Hem ‘yan sanayi’, hem de ‘çıkma’ film!
Orijinal olmayan endüstriyel ürünlere ‘yan sanayi üretimi’ deniyor ya, galiba bugün dünyanın en fazla yan sanayi malzemesi, ‘Hollywood Kültür Sanayi Sitesi’nde kullanılıyordur! Bir de, çoğunlukla kaza geçirmiş araçlardan sökülüp yeniden kullanılan parçalar var, ‘çıkma parça’ adı verilen bu malzemelerden de çok faydalanıyor Hollywood ustaları...
Uyarlama (adaptation) ve yeniden-yapım (remake) gibi kültürel üretim biçimlerinden söz ederken böyle bir terminoloji kullanmam garip gelebilir, gelmesin lütfen. ABD’nin 2. Dünya Savaşı’ndan sonra Marshall Planı’yla başlattığı dönemin kültürel ayağı son 50 yıldır böyle, yan sanayi ve çıkma parçalarla işliyor.
Başka ülke sinemalarında da uyarlama ve yeniden-yapımlar görülür -Türkiye’de 1970-’80lerde çok yapıldı-, bunda anormal bir şey yok. Kimi zaman kültürel etkileşim amacıyla, ama çoğunlukla başarısı kanıtlanmış formülleri kullanıp üretim maliyetini azaltmak ve kâr marjını yükseltmek için, kitlesel beğeni kazanmış yazınsal ürünler ve tiyatro yapıtları beyazperdeye uyarlanmış, çok seyirci toplayan filmler küçüklü büyüklü kültürel değişikliklerle yeniden yapılmıştır. Ama devasa ‘film üretim bandı’ Bollywood’da (Hindistan) bile kısıtlı olan bu yöntem, bugün Hollywood’da neredeyse temel üretim biçimine dönüştü.
Avrupa veya Asya yapımı bir film çok mu beğenildi, Hollywood hemen yenisini yapıyor. Çok tutan bir çizgi-roman serisi veya bilgisayar oyunu mu var, Hollywood hemen film haklarını satın alıyor. Kabaca ‘Hollywood standartları’ olarak adlandırdığımız teknik ölçülere uygun biçimde uyarlanan ve yeniden-yapılan her şey, küreselleşme denilen tek yönlü yayılmacılık hareketinin pençesindeki dağıtım ağları sayesinde özgün üründen daha çok satılıyor, daha bilinir oluyor. Hatta kimi zaman, Türkiye’den bir örnekle çok güzel açıklanabilecek şöyle bir kültürel çarpılma bile yaşanıyor: “Aaa!
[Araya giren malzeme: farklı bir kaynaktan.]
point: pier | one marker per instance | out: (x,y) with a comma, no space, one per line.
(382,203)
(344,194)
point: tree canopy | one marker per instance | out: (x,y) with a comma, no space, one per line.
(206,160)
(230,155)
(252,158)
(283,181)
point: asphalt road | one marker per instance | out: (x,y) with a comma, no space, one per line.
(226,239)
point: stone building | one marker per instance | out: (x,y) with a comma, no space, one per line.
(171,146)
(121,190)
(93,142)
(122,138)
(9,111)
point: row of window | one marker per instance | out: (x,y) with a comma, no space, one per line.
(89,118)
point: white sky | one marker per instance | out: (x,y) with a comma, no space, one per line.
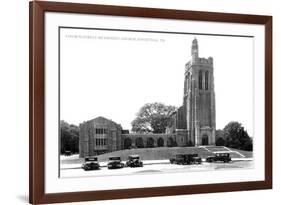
(115,77)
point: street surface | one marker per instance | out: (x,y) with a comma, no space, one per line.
(153,166)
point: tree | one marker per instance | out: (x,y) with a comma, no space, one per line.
(236,137)
(69,137)
(153,117)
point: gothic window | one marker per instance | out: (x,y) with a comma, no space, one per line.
(200,80)
(206,80)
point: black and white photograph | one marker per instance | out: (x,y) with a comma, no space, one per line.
(137,102)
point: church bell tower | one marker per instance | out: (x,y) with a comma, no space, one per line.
(199,99)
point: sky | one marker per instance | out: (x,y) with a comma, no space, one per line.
(114,73)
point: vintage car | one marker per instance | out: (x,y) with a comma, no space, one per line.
(134,161)
(184,159)
(195,159)
(219,157)
(115,163)
(91,164)
(67,153)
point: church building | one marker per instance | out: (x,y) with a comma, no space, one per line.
(194,122)
(196,118)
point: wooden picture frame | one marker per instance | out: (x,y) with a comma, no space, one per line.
(37,10)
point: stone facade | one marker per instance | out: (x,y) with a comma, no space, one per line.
(194,122)
(199,108)
(99,136)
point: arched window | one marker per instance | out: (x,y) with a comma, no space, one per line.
(200,80)
(206,80)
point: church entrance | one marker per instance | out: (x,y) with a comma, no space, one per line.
(205,140)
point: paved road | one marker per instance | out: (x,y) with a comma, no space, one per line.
(161,167)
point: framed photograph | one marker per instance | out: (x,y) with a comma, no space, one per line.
(132,102)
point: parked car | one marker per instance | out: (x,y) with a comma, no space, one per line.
(134,161)
(184,159)
(115,163)
(67,153)
(178,159)
(91,164)
(195,159)
(222,156)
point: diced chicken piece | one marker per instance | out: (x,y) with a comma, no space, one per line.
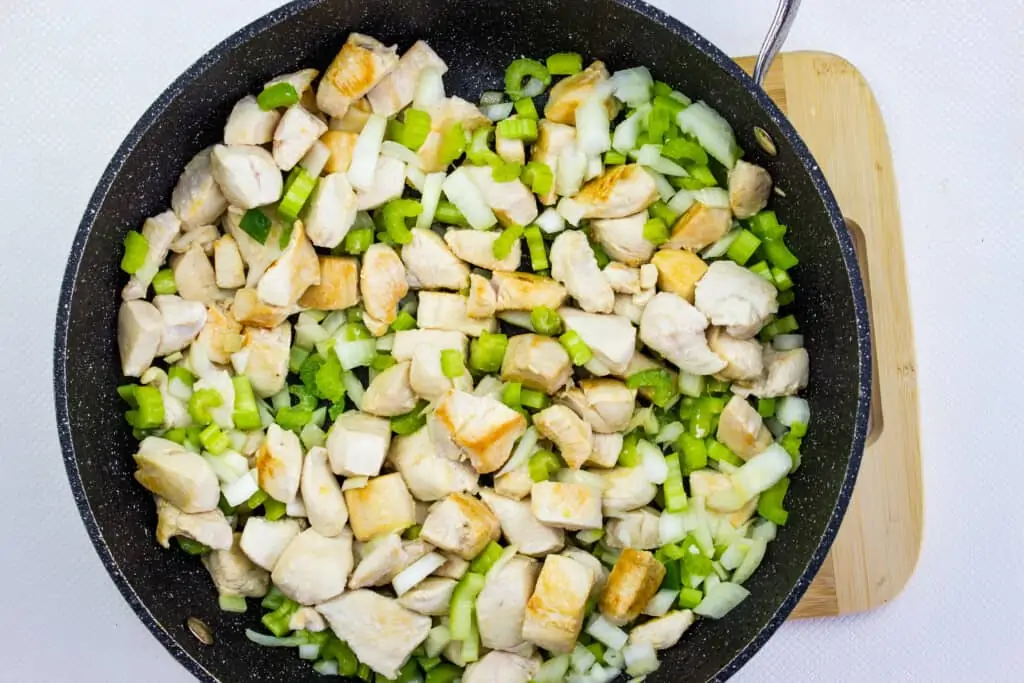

Gördün mü, Aşk-ı Memnu’nun kitabını da çıkarmışlar!”
Bu öyle abartılı ve mantıkdışı bir hal aldı ki, ‘Hollywood Sanayi Sitesi’ ya da ‘sinekten yağ çıkarma endüstrisi’ gibi alaycı yakıştırmalar yapmadan meseleyi tartışamaz hale geldik.
Hollywood fabrikası, devam filmleriyle başlattığı ‘sinekten yağ çıkarma’ işini yan ürünlerle sürdürüyor: Çok satan, genellikle Marvel ya da DC’nin yayımladığı bir çizgi-roman sinemaya uyarlanıyor, ardından devam filmleri yapılıyor, suyunun suyunun suyu iyice çıkarıldıktan sonra, bu sefer ‘yan ürünler’e geçiliyor; çizgi-romandaki ikincil, hatta üçüncül derecede öneme sahip karakterlerin ana karakter olduğu film serileri başlıyor! Bu arada, patentli-lisanslı ‘yan sanayi’ ürünleri olarak tezgaha düşen karakterler ‘şu’ yazar ve ‘bu’ çizerlerin karakterleri olmaktan çıkıp bir tür ucubeye dönüşüyor ama dert değil, fabrikanın bacası tütsün, yeter!
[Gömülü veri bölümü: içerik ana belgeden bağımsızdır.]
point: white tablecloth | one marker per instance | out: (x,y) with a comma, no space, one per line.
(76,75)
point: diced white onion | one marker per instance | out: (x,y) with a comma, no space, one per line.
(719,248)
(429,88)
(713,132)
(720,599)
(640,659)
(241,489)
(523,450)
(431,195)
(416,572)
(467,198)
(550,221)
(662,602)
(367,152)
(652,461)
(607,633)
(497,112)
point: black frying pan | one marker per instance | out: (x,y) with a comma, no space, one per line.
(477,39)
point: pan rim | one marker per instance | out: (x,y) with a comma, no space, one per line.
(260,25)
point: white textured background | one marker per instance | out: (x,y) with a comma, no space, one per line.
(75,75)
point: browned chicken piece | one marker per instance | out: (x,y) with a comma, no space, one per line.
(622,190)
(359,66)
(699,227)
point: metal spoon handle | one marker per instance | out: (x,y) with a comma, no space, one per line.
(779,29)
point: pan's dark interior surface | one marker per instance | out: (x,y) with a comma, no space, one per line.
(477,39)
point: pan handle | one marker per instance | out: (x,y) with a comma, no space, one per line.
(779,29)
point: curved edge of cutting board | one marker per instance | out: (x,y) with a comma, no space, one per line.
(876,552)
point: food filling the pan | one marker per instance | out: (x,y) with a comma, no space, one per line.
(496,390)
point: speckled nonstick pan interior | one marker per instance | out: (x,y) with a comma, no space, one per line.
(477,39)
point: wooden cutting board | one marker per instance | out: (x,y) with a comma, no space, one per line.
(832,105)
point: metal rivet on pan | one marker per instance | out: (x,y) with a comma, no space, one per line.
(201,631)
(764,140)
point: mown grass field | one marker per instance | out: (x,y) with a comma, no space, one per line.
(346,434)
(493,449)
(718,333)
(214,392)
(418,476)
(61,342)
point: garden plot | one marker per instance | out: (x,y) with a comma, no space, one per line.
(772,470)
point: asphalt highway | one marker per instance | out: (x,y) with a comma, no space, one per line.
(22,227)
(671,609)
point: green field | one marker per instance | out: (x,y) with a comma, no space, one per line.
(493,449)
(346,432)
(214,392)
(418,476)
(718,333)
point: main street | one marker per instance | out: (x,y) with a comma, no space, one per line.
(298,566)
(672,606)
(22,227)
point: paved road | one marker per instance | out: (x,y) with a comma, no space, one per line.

Bu sinekten yağ çıkarma sürecini normalleştirmeye yönelik, rasyonel bir adlandırma yöntemi de var: ‘Marvel Evreni’, ‘DC Evreni’, X-Y-Z evreni... Böylece, bu evrendeki tüm parçaları istedikleri gibi takıp çıkarıyor, size yeni ürünmüş gibi sunabiliyorlar.
∗∗∗
Bu hastalıklı üretim sisteminin son ürünlerinden biri, geçen hafta gösterime girdi: Aynı adlı bilgisayar oyunundan uyarlanan Until Dawn/Şafağa Kadar.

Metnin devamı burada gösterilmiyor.